Personal information
- Full name: Robert Shepherd
- Date of birth: 10 February 1956 (age 69)
- Original team(s): Western Districts
- Height: 180 cm (5 ft 11 in)
- Weight: 73 kg (161 lb)

Playing career^{1}
- Years: Club / Games (Goals)
- 1975–1977: Fitzroy / 43 (31)
- ^{1} Playing statistics correct to the end of 1977.

= Robert Shepherd (footballer) =

Australian rules footballer

Robert Shepherd (born 10 February 1956) is a former Australian rules footballer who played with Fitzroy in the Victorian Football League (VFL) during the 1970s.

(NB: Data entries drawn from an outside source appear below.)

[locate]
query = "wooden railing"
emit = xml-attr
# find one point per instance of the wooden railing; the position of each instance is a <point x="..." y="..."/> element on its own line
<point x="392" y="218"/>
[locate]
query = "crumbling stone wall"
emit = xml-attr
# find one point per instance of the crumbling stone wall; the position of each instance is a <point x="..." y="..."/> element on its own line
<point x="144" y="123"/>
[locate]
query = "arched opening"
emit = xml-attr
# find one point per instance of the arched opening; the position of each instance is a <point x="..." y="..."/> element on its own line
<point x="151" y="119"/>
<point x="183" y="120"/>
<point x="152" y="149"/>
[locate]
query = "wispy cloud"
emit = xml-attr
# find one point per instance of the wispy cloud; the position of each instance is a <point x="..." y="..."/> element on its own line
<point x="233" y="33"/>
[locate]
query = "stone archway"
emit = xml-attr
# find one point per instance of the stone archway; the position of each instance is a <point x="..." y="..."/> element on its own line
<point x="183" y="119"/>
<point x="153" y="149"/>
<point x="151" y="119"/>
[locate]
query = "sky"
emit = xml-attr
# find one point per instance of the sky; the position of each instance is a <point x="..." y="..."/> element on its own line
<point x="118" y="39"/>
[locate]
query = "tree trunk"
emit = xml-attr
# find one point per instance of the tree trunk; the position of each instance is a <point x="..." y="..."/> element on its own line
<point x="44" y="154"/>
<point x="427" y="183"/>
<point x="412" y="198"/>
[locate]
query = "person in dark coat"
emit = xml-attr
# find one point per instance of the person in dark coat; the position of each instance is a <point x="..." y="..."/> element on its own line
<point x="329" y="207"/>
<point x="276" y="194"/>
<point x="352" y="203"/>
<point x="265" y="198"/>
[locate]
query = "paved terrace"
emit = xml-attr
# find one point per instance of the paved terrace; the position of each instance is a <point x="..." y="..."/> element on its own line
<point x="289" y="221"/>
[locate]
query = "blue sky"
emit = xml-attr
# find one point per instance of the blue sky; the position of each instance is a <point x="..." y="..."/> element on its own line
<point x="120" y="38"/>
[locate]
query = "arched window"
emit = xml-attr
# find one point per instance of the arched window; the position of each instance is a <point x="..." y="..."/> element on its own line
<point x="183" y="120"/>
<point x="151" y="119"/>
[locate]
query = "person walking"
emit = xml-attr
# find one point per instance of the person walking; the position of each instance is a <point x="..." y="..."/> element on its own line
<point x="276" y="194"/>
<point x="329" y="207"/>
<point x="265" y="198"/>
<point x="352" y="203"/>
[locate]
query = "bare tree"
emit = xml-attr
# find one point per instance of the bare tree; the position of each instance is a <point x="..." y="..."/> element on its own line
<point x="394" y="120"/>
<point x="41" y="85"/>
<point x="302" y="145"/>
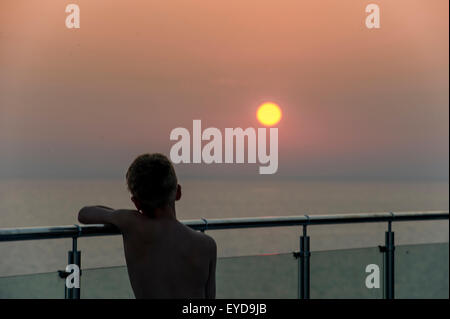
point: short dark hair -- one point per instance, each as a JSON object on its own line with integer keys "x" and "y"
{"x": 152, "y": 180}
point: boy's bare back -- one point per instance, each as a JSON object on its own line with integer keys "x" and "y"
{"x": 167, "y": 259}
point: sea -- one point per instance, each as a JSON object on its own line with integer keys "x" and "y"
{"x": 26, "y": 203}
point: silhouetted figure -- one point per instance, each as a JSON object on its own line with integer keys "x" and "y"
{"x": 165, "y": 258}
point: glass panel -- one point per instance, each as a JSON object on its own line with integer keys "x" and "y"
{"x": 421, "y": 271}
{"x": 36, "y": 286}
{"x": 263, "y": 276}
{"x": 342, "y": 274}
{"x": 110, "y": 282}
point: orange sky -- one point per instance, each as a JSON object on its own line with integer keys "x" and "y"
{"x": 356, "y": 102}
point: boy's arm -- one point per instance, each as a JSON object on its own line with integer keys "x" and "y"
{"x": 120, "y": 218}
{"x": 211, "y": 283}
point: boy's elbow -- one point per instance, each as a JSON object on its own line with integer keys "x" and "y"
{"x": 82, "y": 215}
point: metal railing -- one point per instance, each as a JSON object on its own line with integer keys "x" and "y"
{"x": 77, "y": 231}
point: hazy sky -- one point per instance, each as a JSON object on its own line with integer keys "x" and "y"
{"x": 356, "y": 102}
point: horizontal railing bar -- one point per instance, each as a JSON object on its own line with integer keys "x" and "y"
{"x": 53, "y": 232}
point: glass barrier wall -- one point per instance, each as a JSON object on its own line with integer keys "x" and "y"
{"x": 421, "y": 271}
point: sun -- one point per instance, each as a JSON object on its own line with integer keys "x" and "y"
{"x": 268, "y": 114}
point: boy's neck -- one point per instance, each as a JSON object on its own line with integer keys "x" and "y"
{"x": 167, "y": 212}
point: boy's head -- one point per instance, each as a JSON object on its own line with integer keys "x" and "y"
{"x": 152, "y": 182}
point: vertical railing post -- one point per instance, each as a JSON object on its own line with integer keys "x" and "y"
{"x": 389, "y": 279}
{"x": 304, "y": 261}
{"x": 74, "y": 258}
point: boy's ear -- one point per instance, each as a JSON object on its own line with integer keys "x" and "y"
{"x": 178, "y": 196}
{"x": 136, "y": 203}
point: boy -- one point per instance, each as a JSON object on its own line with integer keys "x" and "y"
{"x": 165, "y": 258}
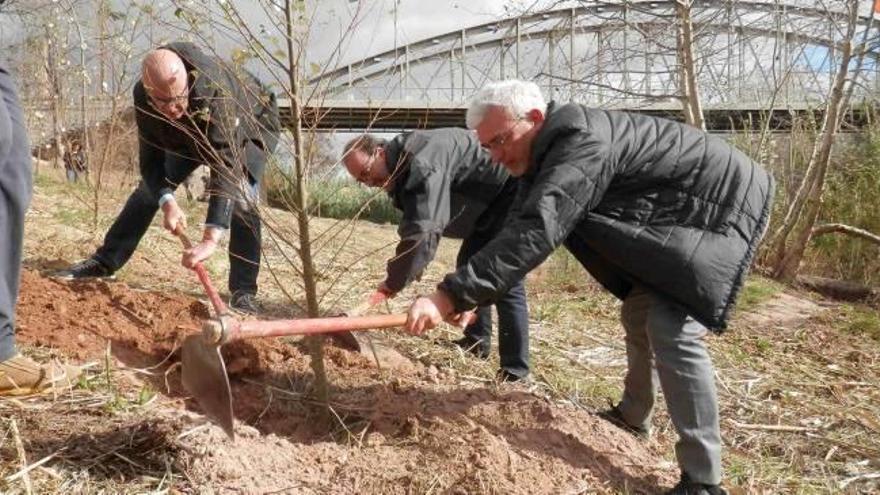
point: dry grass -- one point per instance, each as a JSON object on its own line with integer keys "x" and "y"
{"x": 799, "y": 395}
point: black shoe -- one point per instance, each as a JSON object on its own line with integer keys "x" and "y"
{"x": 615, "y": 417}
{"x": 506, "y": 376}
{"x": 688, "y": 487}
{"x": 244, "y": 302}
{"x": 87, "y": 268}
{"x": 477, "y": 347}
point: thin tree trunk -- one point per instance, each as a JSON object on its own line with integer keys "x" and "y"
{"x": 805, "y": 208}
{"x": 314, "y": 344}
{"x": 693, "y": 109}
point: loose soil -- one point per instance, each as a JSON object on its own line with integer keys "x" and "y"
{"x": 400, "y": 427}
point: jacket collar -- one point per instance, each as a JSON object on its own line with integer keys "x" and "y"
{"x": 559, "y": 120}
{"x": 395, "y": 158}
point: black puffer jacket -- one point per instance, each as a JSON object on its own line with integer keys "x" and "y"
{"x": 636, "y": 199}
{"x": 445, "y": 185}
{"x": 231, "y": 125}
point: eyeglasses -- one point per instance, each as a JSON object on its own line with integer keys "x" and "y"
{"x": 165, "y": 102}
{"x": 365, "y": 174}
{"x": 501, "y": 138}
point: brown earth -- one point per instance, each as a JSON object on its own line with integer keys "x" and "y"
{"x": 396, "y": 429}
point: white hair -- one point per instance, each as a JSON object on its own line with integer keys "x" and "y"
{"x": 515, "y": 96}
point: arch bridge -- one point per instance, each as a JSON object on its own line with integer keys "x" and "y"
{"x": 751, "y": 57}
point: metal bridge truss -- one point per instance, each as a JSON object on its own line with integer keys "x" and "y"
{"x": 620, "y": 55}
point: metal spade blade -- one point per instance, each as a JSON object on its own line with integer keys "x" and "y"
{"x": 204, "y": 376}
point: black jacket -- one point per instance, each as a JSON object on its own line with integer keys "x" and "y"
{"x": 638, "y": 200}
{"x": 231, "y": 125}
{"x": 445, "y": 185}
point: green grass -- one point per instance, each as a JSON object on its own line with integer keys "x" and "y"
{"x": 757, "y": 289}
{"x": 335, "y": 198}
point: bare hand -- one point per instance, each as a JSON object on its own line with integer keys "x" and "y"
{"x": 382, "y": 294}
{"x": 462, "y": 320}
{"x": 427, "y": 312}
{"x": 198, "y": 253}
{"x": 174, "y": 217}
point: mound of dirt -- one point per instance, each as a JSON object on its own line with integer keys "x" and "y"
{"x": 403, "y": 429}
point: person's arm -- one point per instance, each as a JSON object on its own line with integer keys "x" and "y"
{"x": 571, "y": 180}
{"x": 425, "y": 202}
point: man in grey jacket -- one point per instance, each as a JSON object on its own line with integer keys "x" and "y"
{"x": 19, "y": 375}
{"x": 193, "y": 109}
{"x": 446, "y": 185}
{"x": 663, "y": 215}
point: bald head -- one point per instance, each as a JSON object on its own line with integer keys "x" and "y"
{"x": 165, "y": 80}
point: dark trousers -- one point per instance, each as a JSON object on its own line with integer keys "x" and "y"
{"x": 513, "y": 315}
{"x": 137, "y": 215}
{"x": 15, "y": 195}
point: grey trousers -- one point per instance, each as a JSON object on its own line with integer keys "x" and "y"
{"x": 661, "y": 336}
{"x": 15, "y": 195}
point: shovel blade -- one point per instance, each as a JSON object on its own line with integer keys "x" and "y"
{"x": 204, "y": 376}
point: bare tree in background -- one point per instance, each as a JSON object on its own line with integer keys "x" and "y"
{"x": 790, "y": 240}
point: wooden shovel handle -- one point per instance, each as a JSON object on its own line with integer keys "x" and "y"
{"x": 210, "y": 291}
{"x": 309, "y": 326}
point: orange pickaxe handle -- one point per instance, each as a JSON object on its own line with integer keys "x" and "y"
{"x": 210, "y": 291}
{"x": 251, "y": 329}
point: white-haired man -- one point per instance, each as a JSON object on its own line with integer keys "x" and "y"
{"x": 664, "y": 216}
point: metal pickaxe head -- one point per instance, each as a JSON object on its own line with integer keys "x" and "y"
{"x": 204, "y": 376}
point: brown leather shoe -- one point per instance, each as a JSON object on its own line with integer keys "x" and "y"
{"x": 23, "y": 376}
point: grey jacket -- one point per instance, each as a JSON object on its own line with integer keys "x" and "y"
{"x": 638, "y": 200}
{"x": 445, "y": 185}
{"x": 232, "y": 124}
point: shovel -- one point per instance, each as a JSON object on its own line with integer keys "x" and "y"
{"x": 203, "y": 369}
{"x": 218, "y": 304}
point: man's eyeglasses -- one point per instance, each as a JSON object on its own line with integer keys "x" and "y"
{"x": 364, "y": 175}
{"x": 501, "y": 138}
{"x": 164, "y": 102}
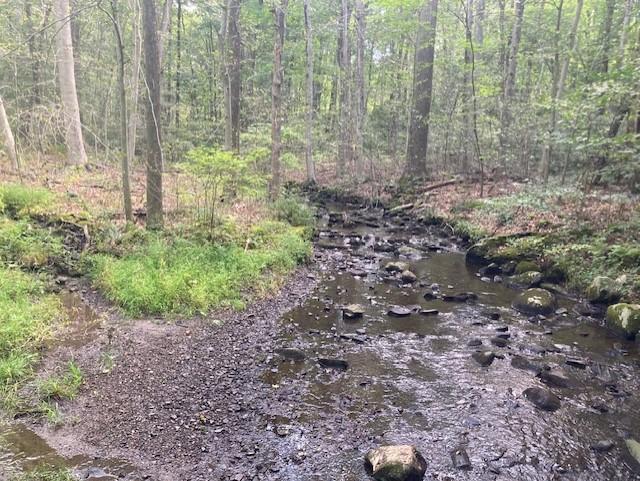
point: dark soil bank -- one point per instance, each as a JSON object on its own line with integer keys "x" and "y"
{"x": 427, "y": 353}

Shepherd played his junior football with Sherwood and then joined Western Districts in the Queensland Australian Football League. He had been a gifted player in his youth, voted the best performer at the 1972 schoolboy carnival and named vice-captain of the All-Australian team.

His career at Fitzroy began in 1975 when as a 19-year-old he became a regular fixture in the team with 16 appearances. He added 27 games over the next two seasons, averaging 19 disposals in the latter year.

A half forward, he returned to Western Districts when his Fitzroy stint ended and in 1980 was joint runner-up in the Grogan Medal. It was the second time he had finished second in the Grogan Medal count, having lost out to Jeff Ebert in 1974.